Comme ça fait beaucoup, j'ai demander aux élèves de comprendre au moins une de ces quatre sémantiques (avec la promesse que si je leur demandais d'en appliquer une dans un exercice, n'importe laquelle permettrait de résoudre l'exercice).

Là je suis plutôt content parce que je crois que ça a été assez bien compris : je veux dire, ils ont compris l'intérêt d'étudier des sémantiques (le concept général), ça les a effectivement éclairé sur le sens de la logique intuitionniste (au moins sur la possibilité que ¬¬P ne soit pas la même chose que P), et ils ont généralement compris au moins un petit peu deux-trois de ces sémantiques.
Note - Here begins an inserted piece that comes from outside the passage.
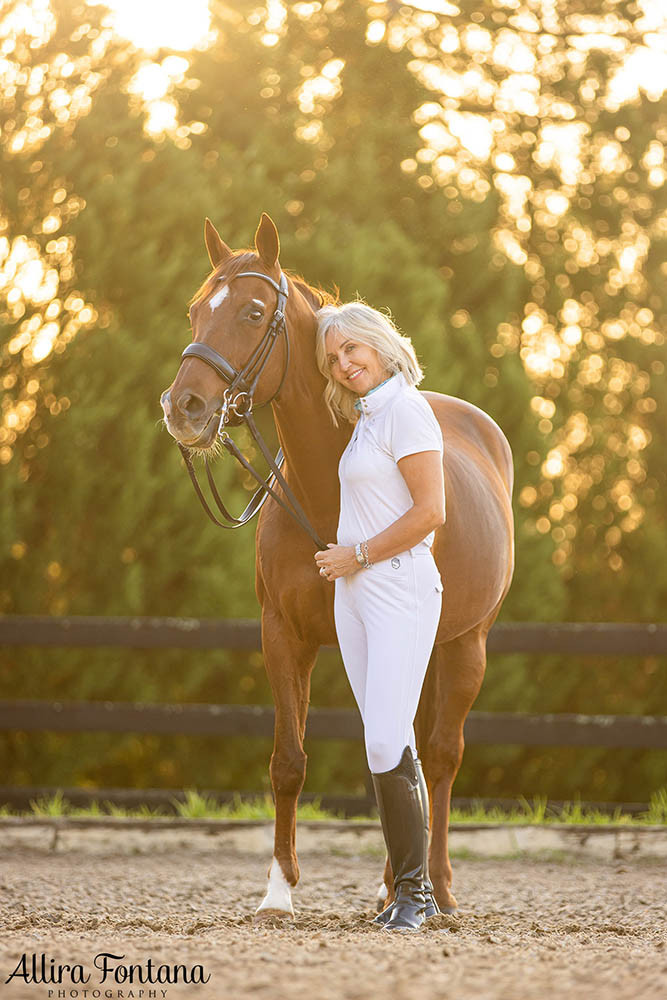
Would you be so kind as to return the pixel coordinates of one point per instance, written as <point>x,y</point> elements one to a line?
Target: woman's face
<point>356,366</point>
C'est clairement la sémantique des ouverts qui leur a le plus « parlé » (elle est sympa parce qu'elle permet de faire des dessins qui montrent rapidement que tel ou tel énoncé est ou n'est pas démontrable, et parce que ça relie à des notions de maths qu'ils maîtrisent à peu près — même s'il faut quand même nuancer en soulignant que les ouverts de ℝ sont en fait beaucoup plus subtils que ce qu'on imagine en sortant de prépa ; et comme elle est complète, on a la garantie qu'on peut toujours s'en servir). La sémantique de TarskiKripke m'a semblé avoir été assez bien compris aussi, même si j'ai peut-être dû passer un peu trop de temps à faire des exemples. La réalisabilité propositionnelle a sans doute été moins bien comprise, mais je pense que grâce à ce qu'on avait vu sur Curry-Howard ils n'étaient pas complètement perdus non plus (je n'ai pas insisté trop longuement, mais j'ai quand même donné l'exemple de la formule de Ceitin pour montrer la non-complétude, et je pense que certains étaient intéressés). La sémantique de Medvedev n'était sans doute pas utile, mais je ne me suis pas appesanti dessus donc ce n'est pas grave.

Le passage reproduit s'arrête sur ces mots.